Transport is probably the sector where energy consumption fell drastically last year. First with air travel, but probably also with some longer-range land transportation as well. Though logistics probably continue to move along and delivery apps for food, groceries and all that might still continued running.

Resource use in terms of masks and takeout containers, plastic bags definitely increased. So waste management cost might have risen for most part. Environment wise overall things might not have been so different in terms of moving away from the longer term trajectory.

The opportunity here is rethinking the way and the amount of energy we are consuming, now that we might be spending more time at home, and industries might do with less people being at work. Likewise, if we are taking out more often, perhaps we could use reusable containers more. We might be able to cultivate better habits that set the world on a different trajectory.

Hybrid Cars

Hybrid cars are efficient internal combustion engine (ICE) cars. They are electric vehicles to the extent they have batteries and an electric motor. But the truth is, 100% of the energy used by hybrid cars are from fossil fuels, unlike EVs which could offer a chance of using completely green electricity. Of course, you can argue that Plug-in Hybrids allows for that. So for a moment, I’m just going to declare I’m not talking about Plug-ins.

The thing about Hybrid is that they are probably great in terms of making the power generated by the ICE more efficient. Whether this is more efficient than the total process of generating the power from fossil fuels and then pushing the electrons down the power grid to the charging station to supply a pure battery EV, I’m not too sure. But the point is that you’re still using fossil fuels. On a per-unit traveled basis, your carbon footprint is lower. So yes, it reduces carbon emissions through its efficiency gains.

But then that’s what ultra-critical coal power technology does too. It makes coal fired power plants; and we stopped that.

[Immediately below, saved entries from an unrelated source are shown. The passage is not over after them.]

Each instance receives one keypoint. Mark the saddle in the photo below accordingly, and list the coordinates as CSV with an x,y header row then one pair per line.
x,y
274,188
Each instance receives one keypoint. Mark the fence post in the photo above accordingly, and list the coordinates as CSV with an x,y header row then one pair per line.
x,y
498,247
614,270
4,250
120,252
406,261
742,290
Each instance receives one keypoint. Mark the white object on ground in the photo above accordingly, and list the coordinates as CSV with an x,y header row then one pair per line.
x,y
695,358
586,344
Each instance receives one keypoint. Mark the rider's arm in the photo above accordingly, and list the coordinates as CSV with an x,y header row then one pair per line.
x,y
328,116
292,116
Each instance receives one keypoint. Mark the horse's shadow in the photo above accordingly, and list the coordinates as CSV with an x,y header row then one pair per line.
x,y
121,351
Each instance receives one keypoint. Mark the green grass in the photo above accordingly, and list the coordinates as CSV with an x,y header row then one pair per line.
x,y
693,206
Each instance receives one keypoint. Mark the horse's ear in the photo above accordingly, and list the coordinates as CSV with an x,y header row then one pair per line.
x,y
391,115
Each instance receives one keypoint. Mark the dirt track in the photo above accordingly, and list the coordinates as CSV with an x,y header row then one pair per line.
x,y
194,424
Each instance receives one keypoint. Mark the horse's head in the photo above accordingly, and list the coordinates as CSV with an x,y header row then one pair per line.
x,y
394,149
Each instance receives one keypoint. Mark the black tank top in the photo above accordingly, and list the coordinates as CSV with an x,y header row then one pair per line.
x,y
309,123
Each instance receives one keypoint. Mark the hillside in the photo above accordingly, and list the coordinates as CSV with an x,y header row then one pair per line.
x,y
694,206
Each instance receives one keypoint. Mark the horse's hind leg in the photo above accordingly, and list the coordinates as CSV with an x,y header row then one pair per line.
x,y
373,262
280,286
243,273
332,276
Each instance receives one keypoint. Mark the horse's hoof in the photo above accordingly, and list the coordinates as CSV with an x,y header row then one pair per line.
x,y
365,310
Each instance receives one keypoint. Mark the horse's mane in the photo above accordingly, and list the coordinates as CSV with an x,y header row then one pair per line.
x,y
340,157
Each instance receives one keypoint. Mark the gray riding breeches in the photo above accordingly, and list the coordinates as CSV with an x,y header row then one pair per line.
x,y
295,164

So when we think about phasing out ICE, it is important to make it more of a binary choice such that we are not leaving too much room for ICE cars in the form of hybrids. Accelerating decarbonisation is a significant priority and creating these wriggle room does not help.

Overthinking

At some point in my teens I loved observing the world, so much that I don’t like to ‘participate’ in the world. I enjoyed being by myself and thinking through narratives about what is happening – in those moments I think I’d lose myself and be completely unaware of my own presence in this world.

I wonder what that did for my ability to make friends but I was by and large comfortable by myself. Some like to believe I overthink but frankly, the self-talk I have tend to affect me hardly. In fact, I think the people who tend to fill up silence, who always need people around them are the ones who tend to overthink.

They overthink when they are on their own and prefer to shut it out by having their minds engaged in something else. They prefer to listen to others so that they drown out the voices in their heads which are from themselves. Or maybe this is all just me overthinking? How about you?